The company rode Nvidia’s AI wave to triple its sales, from $7.1 billion in fiscal 2023 to $22 billion in fiscal 2025. Shares crossed $1,000 in March 2024. But earnings misses piled up quickly. In November 2025, preliminary Q1 fiscal 2026 results showed revenue at $5.01 billion, missing the $5.99 billion estimate, with EPS at $0.35 versus $0.40 expected. Shares fell over 10% after hours. Margins also eroded: gross margin hit 9.3% in Q1 fiscal 2026, down from 13.1% a year earlier.

Then came the indictment. In March 2026, U.S. prosecutors charged co-founder Wally Liaw, sales manager Steven Chang, and contractor Willy Sun with a $2.5 billion scheme to smuggle Nvidia AI servers to China, bypassing export controls. Tactics included dummy units and rerouting through Southeast Asia. Shares plunged 33% in a single day, wiping out $6 billion. Bloomberg called the stock “uninvestable.” Goldman Sachs issued a Sell rating at $26.

Q2 fiscal 2026 offered a brief reprieve: revenue hit $12.7 billion, up 123% year-over-year, with non-GAAP EPS of $0.69 beating estimates. But gross margin collapsed to 6.3%, down from 11.8% a year prior. Guidance for Q3 stands at $12.3 billion, with a full-year target of $40 billion. Backlog in Blackwell orders exceeds $13 billion, but accounts receivable ballooned to $11 billion. Jim Cramer labeled it a “no-fly zone.”

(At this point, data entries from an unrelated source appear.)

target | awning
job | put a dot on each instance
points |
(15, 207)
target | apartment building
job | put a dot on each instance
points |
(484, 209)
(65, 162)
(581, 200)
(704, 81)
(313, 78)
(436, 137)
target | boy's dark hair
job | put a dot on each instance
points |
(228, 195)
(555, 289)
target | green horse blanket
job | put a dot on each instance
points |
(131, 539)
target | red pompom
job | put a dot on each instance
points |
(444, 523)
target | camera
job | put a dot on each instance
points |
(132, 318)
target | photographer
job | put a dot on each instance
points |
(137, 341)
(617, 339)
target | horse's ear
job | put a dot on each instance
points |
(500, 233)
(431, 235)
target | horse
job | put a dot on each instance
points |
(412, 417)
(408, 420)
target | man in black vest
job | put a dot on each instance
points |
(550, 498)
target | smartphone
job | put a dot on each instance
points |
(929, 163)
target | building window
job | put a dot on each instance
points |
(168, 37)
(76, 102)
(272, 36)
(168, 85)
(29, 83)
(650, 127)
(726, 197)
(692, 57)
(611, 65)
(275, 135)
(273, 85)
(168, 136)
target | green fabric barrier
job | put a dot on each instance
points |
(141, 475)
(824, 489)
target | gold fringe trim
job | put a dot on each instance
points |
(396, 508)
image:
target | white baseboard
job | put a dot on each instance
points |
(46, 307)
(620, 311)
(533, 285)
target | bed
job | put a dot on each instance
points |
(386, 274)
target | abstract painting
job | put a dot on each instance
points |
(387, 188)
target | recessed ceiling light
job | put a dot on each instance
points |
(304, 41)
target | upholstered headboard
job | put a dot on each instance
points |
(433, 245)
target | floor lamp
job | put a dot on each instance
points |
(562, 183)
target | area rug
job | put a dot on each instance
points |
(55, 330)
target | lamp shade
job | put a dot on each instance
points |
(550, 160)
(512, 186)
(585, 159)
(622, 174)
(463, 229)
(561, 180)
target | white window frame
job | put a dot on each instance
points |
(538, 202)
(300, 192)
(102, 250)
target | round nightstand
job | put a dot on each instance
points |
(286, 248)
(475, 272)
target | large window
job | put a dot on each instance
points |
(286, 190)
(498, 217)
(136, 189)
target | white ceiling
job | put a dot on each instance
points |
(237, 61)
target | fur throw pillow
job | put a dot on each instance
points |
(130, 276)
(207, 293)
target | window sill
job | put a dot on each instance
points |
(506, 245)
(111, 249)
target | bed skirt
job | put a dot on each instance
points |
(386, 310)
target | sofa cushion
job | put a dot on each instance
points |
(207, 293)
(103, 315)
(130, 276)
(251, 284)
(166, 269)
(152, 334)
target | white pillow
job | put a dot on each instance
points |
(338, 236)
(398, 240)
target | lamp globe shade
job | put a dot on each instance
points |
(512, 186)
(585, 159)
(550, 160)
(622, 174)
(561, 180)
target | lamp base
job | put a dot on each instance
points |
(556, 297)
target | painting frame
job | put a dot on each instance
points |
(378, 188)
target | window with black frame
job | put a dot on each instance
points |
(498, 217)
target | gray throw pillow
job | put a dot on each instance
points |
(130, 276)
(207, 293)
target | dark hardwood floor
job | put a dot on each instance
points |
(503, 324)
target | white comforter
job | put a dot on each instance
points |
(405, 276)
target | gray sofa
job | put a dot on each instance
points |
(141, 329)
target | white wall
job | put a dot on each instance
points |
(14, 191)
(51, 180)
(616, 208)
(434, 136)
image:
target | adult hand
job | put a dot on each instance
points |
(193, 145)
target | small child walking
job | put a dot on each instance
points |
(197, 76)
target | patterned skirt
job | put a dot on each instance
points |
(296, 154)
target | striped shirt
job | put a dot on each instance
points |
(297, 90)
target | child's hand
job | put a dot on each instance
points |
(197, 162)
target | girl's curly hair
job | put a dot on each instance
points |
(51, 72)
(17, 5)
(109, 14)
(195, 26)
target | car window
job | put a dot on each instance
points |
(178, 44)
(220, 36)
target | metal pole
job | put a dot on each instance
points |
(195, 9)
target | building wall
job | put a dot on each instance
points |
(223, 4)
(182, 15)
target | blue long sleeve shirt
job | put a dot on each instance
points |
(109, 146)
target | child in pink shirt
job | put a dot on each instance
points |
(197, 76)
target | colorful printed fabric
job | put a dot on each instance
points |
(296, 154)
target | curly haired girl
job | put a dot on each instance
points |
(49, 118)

For business leaders watching AI infrastructure plays, Super Micro’s story is a warning. The market priced in perfection, and when margins and ethics cracked, the stock cratered. A compliance overhaul is underway, and if margins stabilize above 7%, shares could double. But another miss or China fallout could push the stock to $16. Investors face a tough call: bargain or trapdoor.